Up until now, I’ve not written anything specific with respect to the Common Core program being promoted from on high and apparently accepted as a guideline/goal by more than forty states. The promise is that it will set standards to prepare students for college and the workplace. Thus far, standards have been set for math and English language, with plans to extend them to other subject areas.
One reason why I’ve not waded into this field prior to now is that I have almost no interest in it. I realize that may sound strange, coming from an educator. As a university professor, shouldn’t I care about this? Well, I do care. It’s just that I’ve never had any faith whatsoever in any “plan” to raise educational standards, especially any plan imposed from those who consider themselves to be the experts. Above all, I’ve never accepted the rationale that education is a legitimate function of the government, whether at the federal or state level. Therefore, my interest level in what they propose is naturally low.
I have seen the critiques of Common Core from the perspective of those who believe it actually lowers expectations rather than raising them. The critiques sound reasonable. Even though there are some cultural conservatives backing this initiative, I think they are misguided in their support. They mean well; they want higher standards in theory. Yet there are solid reasons to doubt that Common Core will provide them.
That’s the practical level of criticism. My critique, as I’ve already noted, is more basic. I’m opposed to any government-sanctioned and/or government-funded plan.
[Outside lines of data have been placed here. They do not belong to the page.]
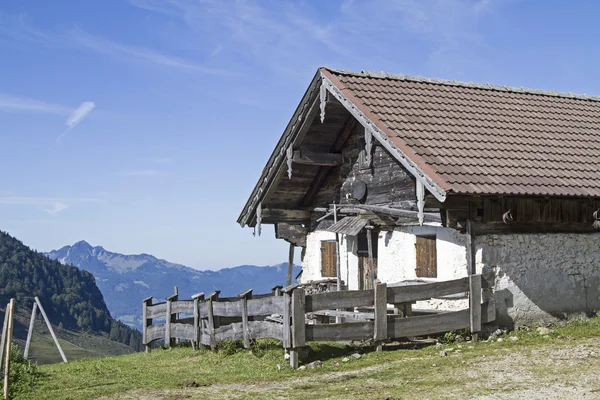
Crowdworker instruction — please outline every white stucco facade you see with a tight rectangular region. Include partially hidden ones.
[302,226,600,325]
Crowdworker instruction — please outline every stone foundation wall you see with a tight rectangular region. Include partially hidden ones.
[475,233,600,325]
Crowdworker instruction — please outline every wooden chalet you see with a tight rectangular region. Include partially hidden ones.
[238,68,600,324]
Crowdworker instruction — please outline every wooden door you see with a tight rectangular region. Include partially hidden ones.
[321,240,337,278]
[415,236,437,278]
[357,230,379,290]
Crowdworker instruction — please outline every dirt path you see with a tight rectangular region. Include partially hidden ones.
[103,338,600,400]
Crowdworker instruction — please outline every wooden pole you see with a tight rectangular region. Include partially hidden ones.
[142,296,152,353]
[23,302,37,359]
[469,275,481,342]
[4,299,15,399]
[0,303,10,369]
[192,293,204,350]
[290,288,306,368]
[285,243,295,286]
[35,296,67,362]
[238,289,252,349]
[373,281,387,351]
[333,204,342,292]
[366,226,377,288]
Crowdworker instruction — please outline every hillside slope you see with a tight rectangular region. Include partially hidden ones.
[0,231,141,349]
[45,241,300,328]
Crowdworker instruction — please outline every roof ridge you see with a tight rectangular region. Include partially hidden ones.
[324,67,600,101]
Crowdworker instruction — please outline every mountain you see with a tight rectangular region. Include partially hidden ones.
[45,241,300,328]
[0,231,141,350]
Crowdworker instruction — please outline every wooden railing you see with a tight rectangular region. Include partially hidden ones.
[143,275,496,368]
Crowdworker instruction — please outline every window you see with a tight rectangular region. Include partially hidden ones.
[321,240,337,278]
[415,236,437,278]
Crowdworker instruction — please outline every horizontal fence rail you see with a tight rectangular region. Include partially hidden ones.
[142,275,496,368]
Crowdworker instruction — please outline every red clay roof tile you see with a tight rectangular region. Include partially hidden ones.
[327,69,600,197]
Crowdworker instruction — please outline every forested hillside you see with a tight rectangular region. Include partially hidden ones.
[0,231,141,350]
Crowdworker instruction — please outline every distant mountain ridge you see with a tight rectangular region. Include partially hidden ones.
[44,240,300,328]
[0,231,142,350]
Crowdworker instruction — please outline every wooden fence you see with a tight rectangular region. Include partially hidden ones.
[143,275,496,368]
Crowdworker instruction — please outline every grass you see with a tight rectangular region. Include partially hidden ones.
[14,308,133,365]
[16,317,600,400]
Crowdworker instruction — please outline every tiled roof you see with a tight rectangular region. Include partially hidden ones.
[322,69,600,197]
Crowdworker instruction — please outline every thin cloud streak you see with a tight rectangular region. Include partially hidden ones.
[56,101,96,144]
[69,29,231,75]
[44,202,69,215]
[123,169,165,176]
[0,93,72,115]
[67,101,96,129]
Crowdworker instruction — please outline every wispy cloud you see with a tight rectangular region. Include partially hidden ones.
[44,202,69,215]
[123,169,165,176]
[69,29,231,75]
[0,93,72,115]
[0,196,102,215]
[67,101,96,129]
[56,101,96,143]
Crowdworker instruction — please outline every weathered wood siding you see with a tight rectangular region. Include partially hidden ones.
[442,196,600,235]
[314,124,416,209]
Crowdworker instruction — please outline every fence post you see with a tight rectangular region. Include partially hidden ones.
[469,275,481,342]
[206,290,221,351]
[238,289,252,349]
[373,281,387,351]
[165,296,171,346]
[34,296,67,362]
[271,285,283,296]
[23,301,37,359]
[290,288,306,368]
[192,293,204,350]
[0,303,10,370]
[4,299,15,399]
[281,284,298,351]
[142,296,152,353]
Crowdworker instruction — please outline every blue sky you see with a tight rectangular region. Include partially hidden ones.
[0,0,600,269]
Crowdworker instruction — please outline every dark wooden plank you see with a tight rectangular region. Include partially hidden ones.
[171,323,195,340]
[248,321,283,340]
[305,289,374,312]
[321,240,337,277]
[292,149,342,167]
[248,296,283,317]
[144,324,165,345]
[212,299,242,317]
[171,300,194,314]
[388,302,496,338]
[262,208,310,224]
[146,303,167,319]
[306,321,374,342]
[387,277,469,303]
Education is the responsibility of the parents who, ideally, should have a market in the private sector from which to choose the source of their children’s education. We messed that up in the mid-nineteenth century when we began to set up state educational establishments called boards of education.
All studies show that children educated at home or in private schools perform significantly better on standardized tests (another bugaboo of mine, but I’ll set that aside for the moment). As public policy, government at both the federal and state levels should be expanding the private sector in education, not seeking to curtail it or force it into a predetermined mold like Common Core.
Proponents have sold Common Core as a grassroots movement; it’s anything but that. All one has to do is look at an incident last week in Maryland where one parent, Robert Small, stood up and raised his objections to the orchestrated meeting parents were attending to learn more about the plan. He was frustrated by the lack of interaction allowed at the meeting; everything was prearranged to push parents into approving the new standards, with no other views allowed to be expressed. For his “repugnant” act of standing up to the educational establishment, he was ushered from the room by security and threatened with prosecution. A little bit of common sense prevailed when that specific threat was withdrawn.
This is the face of the Common Core establishment in action. I cannot support it. I’m pleased to report that Rick Scott, governor of my state of Florida, shortly after that incident, withdrew our state from the Common Core testing regimen. Hopefully, that is the first step toward complete disengagement from the plan. I have a feeling, as protests mount, that a number of states who originally signed on to this initiative will have second thoughts and withdraw as well.
Early Americans were always cautious about handing over control of their children’s education to the government. Their concerns were specific:
- The threat of the government dictating the type of education, and of determining what is acceptable and what is not, thereby opening the door for tyranny.
- The threat of removing the responsibility of education from the proper sphere of family, church, and locality.
- The threat of higher taxes to pay for whatever the government deemed to be “legitimate” education.
In other words, they feared government control over the minds and pocketbooks of citizens.
By the way, search as you might through the federal Constitution, you will never find any authorization for the federal government to legislate or spend even one cent on education. It’s time to get that level of government out of the education business. Then we can work on getting states out of it also. The private sector will do just fine educating the next generation, particularly if we return all that tax money to the parents and hold out tax privileges to those who wish to contribute voluntarily toward helping those who might not be able to afford tuition.
Yes, there is a path toward better education, but it doesn’t come via Common Core.